Lo sgombero del Leoncavallo è stato sicuramente un evento chiarificatore e dirimente: non tanto perché mette fine all’antagonismo in città o alla lunga storia del Leo – in molti l’hanno ricostruita in questi giorni ed è evidente che non si possa parlare di un solo Leoncavallo (come è forse inevitabile fosse per una storia politica lunga 50 anni), ma di diversi succedutisi tra loro sotto molto aspetti con profonde soluzioni di continuità, dall’antagonismo del primo ventennio fino alla svolta “istituzionale” successiva; nemmeno perché rappresenterebbe una sorta di “anno zero” rispetto agli sgomberi e all’attacco agli spazi sociali, a Milano come nel resto del Paese. È per il suo carico di storia e lo spazio occupato nell’immaginario collettivo, talmente pesanti che costringono ad affrontare ambiguità per troppo tempo taciute o messe in secondo piano per quieto vivere e strategia di conservazione e sopravvivenza. E queste riguardano direttamente il “modello Milano” e il rapporto con esso avuto dal Leo, in termini non conflittuali.

Sentiamo, quindi, l’urgenza di porre alcune questioni politiche fondamentali in vista del corteo nazionale del 6 settembre, a partire da alcuni dei motivi più condivisi negli ultimi giorni:

  • “il Comune è stato inerte per trovare una soluzione”: cosa si chiede e quindi si rimprovera alla Giunta Sala di preciso nei confronti del Leoncavallo?
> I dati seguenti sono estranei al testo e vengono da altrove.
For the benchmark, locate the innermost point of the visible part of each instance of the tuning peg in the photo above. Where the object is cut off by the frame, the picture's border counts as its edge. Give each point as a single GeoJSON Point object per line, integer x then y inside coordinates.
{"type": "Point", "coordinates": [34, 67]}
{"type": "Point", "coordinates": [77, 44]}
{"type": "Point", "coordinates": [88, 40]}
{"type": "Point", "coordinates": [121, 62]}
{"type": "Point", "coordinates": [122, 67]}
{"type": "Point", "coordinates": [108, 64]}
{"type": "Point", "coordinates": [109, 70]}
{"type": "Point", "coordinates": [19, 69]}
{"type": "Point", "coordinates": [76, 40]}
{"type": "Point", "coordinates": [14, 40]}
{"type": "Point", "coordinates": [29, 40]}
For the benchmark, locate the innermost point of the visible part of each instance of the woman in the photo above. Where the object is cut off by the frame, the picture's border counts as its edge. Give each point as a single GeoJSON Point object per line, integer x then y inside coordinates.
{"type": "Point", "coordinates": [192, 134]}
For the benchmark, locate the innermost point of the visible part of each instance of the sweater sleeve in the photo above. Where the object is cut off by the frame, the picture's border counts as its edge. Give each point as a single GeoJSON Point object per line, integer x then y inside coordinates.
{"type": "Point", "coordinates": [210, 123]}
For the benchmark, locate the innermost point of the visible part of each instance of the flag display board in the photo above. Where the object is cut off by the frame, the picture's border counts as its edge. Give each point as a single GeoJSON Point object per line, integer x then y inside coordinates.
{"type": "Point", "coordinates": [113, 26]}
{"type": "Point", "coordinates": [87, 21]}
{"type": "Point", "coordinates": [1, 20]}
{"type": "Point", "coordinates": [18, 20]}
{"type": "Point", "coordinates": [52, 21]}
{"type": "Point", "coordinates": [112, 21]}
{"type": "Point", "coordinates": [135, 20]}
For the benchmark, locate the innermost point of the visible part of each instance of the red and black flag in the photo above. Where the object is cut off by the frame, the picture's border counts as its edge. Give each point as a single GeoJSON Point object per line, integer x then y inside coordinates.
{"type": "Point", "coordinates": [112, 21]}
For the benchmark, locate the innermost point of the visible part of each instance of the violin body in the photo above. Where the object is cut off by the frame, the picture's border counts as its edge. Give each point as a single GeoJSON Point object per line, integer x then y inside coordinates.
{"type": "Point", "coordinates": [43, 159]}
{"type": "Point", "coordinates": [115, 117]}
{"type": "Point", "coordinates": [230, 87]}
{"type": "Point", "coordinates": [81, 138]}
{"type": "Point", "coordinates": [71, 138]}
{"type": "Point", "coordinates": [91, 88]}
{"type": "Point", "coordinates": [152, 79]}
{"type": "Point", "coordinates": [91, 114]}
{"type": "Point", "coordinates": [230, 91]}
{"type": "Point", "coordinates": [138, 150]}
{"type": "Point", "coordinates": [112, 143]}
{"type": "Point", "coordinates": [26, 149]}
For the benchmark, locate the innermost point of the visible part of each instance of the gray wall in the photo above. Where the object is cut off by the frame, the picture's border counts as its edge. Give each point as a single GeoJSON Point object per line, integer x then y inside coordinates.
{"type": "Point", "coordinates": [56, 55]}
Come può, la richiesta legittima quanto particolare di ricevere l’assegnazione legale di una sede, fare parte di una rivendicazione collettiva “per riprendersi la città”? Crediamo che criticare la giunta Sala unicamente per questo “ritardo” nei confronti della vicenda particolare del Leoncavallo sia riduttivo e, da parte di molti, opportunista e sottintenda la legittimità di un solo futuro possibile per gli spazi sociali – quello legalitario della regolarizzazione.
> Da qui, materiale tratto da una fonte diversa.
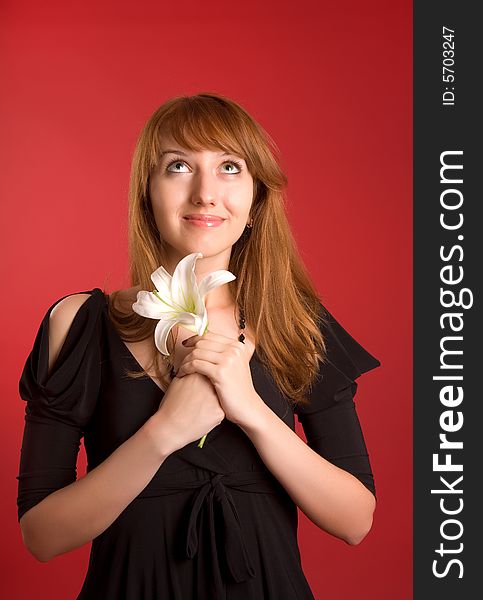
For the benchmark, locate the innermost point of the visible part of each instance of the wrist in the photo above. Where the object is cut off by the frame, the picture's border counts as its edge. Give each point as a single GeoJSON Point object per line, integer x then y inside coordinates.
{"type": "Point", "coordinates": [256, 419]}
{"type": "Point", "coordinates": [155, 432]}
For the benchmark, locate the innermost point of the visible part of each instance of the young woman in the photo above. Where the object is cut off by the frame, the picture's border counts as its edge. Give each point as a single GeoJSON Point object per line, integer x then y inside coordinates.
{"type": "Point", "coordinates": [169, 519]}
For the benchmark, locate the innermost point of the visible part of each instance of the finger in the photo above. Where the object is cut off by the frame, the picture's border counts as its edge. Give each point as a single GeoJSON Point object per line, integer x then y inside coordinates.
{"type": "Point", "coordinates": [210, 345]}
{"type": "Point", "coordinates": [197, 353]}
{"type": "Point", "coordinates": [197, 366]}
{"type": "Point", "coordinates": [210, 335]}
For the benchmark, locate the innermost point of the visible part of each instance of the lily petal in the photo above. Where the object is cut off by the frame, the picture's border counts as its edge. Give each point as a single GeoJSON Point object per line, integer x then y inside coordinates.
{"type": "Point", "coordinates": [213, 280]}
{"type": "Point", "coordinates": [149, 305]}
{"type": "Point", "coordinates": [187, 320]}
{"type": "Point", "coordinates": [184, 284]}
{"type": "Point", "coordinates": [161, 335]}
{"type": "Point", "coordinates": [162, 280]}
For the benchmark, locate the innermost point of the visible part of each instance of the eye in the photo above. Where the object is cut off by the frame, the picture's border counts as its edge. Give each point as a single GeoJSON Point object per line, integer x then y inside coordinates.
{"type": "Point", "coordinates": [176, 161]}
{"type": "Point", "coordinates": [236, 164]}
{"type": "Point", "coordinates": [231, 163]}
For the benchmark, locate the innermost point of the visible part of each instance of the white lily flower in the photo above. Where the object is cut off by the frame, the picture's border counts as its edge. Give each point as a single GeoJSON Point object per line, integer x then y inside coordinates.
{"type": "Point", "coordinates": [179, 300]}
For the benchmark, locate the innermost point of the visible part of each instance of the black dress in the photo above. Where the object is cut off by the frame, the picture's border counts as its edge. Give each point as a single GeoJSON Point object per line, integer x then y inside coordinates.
{"type": "Point", "coordinates": [213, 523]}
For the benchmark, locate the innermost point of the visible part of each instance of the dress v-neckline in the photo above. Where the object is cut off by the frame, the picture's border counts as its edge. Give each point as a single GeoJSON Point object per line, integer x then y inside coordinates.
{"type": "Point", "coordinates": [131, 355]}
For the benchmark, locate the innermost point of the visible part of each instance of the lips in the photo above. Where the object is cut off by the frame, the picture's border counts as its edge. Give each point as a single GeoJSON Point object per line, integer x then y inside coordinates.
{"type": "Point", "coordinates": [204, 218]}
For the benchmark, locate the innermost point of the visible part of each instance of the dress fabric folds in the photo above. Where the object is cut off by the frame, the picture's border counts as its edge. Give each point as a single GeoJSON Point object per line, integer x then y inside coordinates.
{"type": "Point", "coordinates": [213, 523]}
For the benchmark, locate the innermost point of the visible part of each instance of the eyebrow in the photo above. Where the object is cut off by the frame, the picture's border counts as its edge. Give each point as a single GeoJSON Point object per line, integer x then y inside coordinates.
{"type": "Point", "coordinates": [174, 151]}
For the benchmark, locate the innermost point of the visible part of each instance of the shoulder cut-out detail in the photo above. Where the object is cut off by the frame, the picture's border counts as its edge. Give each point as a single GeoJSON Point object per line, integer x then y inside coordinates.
{"type": "Point", "coordinates": [68, 392]}
{"type": "Point", "coordinates": [60, 321]}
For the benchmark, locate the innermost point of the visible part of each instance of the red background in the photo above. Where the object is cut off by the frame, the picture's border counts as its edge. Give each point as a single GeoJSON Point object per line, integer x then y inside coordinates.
{"type": "Point", "coordinates": [332, 84]}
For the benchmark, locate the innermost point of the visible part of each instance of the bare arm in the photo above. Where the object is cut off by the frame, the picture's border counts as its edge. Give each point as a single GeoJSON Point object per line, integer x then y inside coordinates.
{"type": "Point", "coordinates": [332, 498]}
{"type": "Point", "coordinates": [77, 513]}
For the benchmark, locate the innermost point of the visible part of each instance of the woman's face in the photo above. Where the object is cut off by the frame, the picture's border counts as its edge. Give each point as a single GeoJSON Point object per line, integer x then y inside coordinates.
{"type": "Point", "coordinates": [187, 185]}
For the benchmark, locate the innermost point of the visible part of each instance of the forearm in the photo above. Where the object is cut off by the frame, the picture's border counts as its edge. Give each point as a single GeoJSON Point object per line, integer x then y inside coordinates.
{"type": "Point", "coordinates": [332, 498]}
{"type": "Point", "coordinates": [79, 512]}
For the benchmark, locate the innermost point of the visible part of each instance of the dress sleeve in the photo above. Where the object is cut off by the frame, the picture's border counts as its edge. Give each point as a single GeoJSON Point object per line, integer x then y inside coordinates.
{"type": "Point", "coordinates": [59, 405]}
{"type": "Point", "coordinates": [330, 420]}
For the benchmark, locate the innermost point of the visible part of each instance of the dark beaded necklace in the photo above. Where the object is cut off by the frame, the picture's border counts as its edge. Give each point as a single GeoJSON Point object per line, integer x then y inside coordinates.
{"type": "Point", "coordinates": [241, 336]}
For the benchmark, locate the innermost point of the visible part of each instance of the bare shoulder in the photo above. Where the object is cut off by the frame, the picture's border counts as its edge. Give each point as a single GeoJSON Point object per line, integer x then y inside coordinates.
{"type": "Point", "coordinates": [60, 321]}
{"type": "Point", "coordinates": [124, 299]}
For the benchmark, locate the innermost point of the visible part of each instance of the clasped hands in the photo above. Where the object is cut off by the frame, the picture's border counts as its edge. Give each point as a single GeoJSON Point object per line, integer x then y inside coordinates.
{"type": "Point", "coordinates": [226, 363]}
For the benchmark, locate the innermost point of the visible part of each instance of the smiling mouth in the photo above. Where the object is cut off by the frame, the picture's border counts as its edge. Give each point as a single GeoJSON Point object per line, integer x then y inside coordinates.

  • “Il valore simbolico del Leoncavallo”: il simbolismo in politica o serve per mobilitare verso una trasformazione futura migliorativa o ha una funzione conservatrice e di tradizione statica, che finisce spesso per giustificare l’esistente. Chiediamo, dunque, rispetto alla vicenda Leoncavallo: quel valore simbolico ci serve per chiedere una maggiore integrazione dell’autogestione nelle politiche di sviluppo urbano promosse con ferocia liberista da Sala e sottoposti oppure per rifiutare questa governance e la cooptazione (avvenuta tramite bandi, spazi nelle “weeks”, “welfare di comunità” e così via) che in 15 anni si è dimostrata perfettamente compatibile con la disuguaglianza e l’iniquità sociali prodotte da quella ferocia?
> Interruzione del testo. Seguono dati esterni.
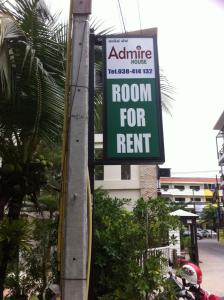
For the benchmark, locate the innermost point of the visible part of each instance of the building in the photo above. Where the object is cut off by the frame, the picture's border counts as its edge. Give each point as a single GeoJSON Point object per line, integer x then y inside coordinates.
{"type": "Point", "coordinates": [198, 191]}
{"type": "Point", "coordinates": [220, 145]}
{"type": "Point", "coordinates": [125, 181]}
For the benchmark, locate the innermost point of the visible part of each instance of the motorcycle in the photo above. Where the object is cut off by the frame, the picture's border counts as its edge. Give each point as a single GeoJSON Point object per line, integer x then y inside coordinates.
{"type": "Point", "coordinates": [187, 283]}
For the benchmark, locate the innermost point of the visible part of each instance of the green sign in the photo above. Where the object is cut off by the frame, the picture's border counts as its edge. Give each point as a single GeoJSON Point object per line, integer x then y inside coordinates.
{"type": "Point", "coordinates": [132, 107]}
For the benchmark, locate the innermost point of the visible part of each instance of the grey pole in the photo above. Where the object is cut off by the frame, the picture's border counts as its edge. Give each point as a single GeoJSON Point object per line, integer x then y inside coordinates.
{"type": "Point", "coordinates": [75, 231]}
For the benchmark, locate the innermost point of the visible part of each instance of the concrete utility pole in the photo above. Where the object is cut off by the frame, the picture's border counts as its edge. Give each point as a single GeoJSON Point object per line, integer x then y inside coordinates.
{"type": "Point", "coordinates": [74, 263]}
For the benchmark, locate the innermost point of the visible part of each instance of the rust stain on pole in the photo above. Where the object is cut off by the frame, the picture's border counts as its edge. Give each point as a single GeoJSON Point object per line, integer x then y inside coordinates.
{"type": "Point", "coordinates": [82, 7]}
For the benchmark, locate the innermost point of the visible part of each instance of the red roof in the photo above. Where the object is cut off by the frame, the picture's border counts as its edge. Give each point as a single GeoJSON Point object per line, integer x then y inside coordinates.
{"type": "Point", "coordinates": [188, 179]}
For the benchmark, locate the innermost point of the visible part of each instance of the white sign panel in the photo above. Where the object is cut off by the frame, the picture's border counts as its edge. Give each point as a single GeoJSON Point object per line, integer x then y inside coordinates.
{"type": "Point", "coordinates": [130, 58]}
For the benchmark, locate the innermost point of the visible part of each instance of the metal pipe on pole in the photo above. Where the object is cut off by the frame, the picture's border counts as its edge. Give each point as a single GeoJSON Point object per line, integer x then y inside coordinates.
{"type": "Point", "coordinates": [75, 229]}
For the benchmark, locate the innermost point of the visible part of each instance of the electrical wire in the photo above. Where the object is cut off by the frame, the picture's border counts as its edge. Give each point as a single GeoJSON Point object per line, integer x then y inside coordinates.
{"type": "Point", "coordinates": [122, 17]}
{"type": "Point", "coordinates": [90, 230]}
{"type": "Point", "coordinates": [188, 172]}
{"type": "Point", "coordinates": [139, 15]}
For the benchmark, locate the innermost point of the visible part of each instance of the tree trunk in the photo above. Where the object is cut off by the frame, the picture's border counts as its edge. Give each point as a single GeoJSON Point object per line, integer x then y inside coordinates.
{"type": "Point", "coordinates": [6, 247]}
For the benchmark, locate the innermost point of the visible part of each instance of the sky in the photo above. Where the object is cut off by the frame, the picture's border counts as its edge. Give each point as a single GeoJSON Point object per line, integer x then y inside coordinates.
{"type": "Point", "coordinates": [191, 54]}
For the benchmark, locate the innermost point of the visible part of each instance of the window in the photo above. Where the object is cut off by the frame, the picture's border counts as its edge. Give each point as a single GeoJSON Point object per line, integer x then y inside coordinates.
{"type": "Point", "coordinates": [98, 153]}
{"type": "Point", "coordinates": [99, 172]}
{"type": "Point", "coordinates": [196, 199]}
{"type": "Point", "coordinates": [180, 199]}
{"type": "Point", "coordinates": [165, 187]}
{"type": "Point", "coordinates": [125, 172]}
{"type": "Point", "coordinates": [209, 186]}
{"type": "Point", "coordinates": [179, 187]}
{"type": "Point", "coordinates": [195, 187]}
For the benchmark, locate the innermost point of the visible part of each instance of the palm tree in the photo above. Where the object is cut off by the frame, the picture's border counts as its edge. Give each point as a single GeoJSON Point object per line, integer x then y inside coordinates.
{"type": "Point", "coordinates": [32, 59]}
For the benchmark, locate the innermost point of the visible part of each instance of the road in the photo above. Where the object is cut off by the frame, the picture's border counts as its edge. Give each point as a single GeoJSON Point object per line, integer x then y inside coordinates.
{"type": "Point", "coordinates": [211, 257]}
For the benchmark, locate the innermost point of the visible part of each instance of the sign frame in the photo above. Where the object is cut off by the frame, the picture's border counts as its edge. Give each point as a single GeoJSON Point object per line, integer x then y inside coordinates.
{"type": "Point", "coordinates": [160, 158]}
  • “Lo sgombero rappresenta un attacco della destra alla Milano democratica”: anche ammesso e non concesso che Sala non fosse a conoscenza dell’operazione, crediamo non si possano ignorare due dati di fatto: negli ultimi 15 anni di governo arancio-grigio Pisapia-Sala ci sono stati più sgomberi in città (non solo di centri sociali) che nei 20 precedenti di centro-destra; in secondo luogo, proprio con i voti dell’attuale destra si stava per approvare il “Salva-Milano”, che interveniva a tutela del contesto perfetto per cui oggi il Leo è stato sgomberato; sempre da questa destra è arrivata la solidarietà “garantista” contro la magistratura, nei giorni in cui scoppiava il terremoto urbanistico sotto la giunta. O inseriamo lo sgombero del 21 agosto nell’attuale fase politica non solo nazionale, ma anche specificatamente milanese, oppure rischiamo di sfilare a sostegno della giunta Sala – e delle forze politiche che la compongono e sostengono.

Queste domande non vengono poste a scopo divisivo o per emettere giudizi di sorta . Noi il 6 settembre saremo in piazza – come siamo sempre stati presenti dopo ogni sgombero e nelle piazze che negli ultimi anni hanno affermato il diritto alla città. Ma questo non lo abbiamo mai inteso come “richiesta di partecipazione” a uno spettacolo deciso da altri, quanto come “intervento diretto” dellə abitanti nel governo del territorio e dello spazio urbano – quindi un autogoverno possibile. Se questo corteo vuole catalizzare una indignazione, anche tardiva, ma esistente, potenzialmente radicale e che non si può negare verso percorsi popolari in grado davvero di riprendersi la città, e non farsi strumentalizzare da interessi altri, estranei alla stessa galassia relazionale che ruotava attorno a via Watteau, allora crediamo sia urgente sciogliere ogni ambiguità.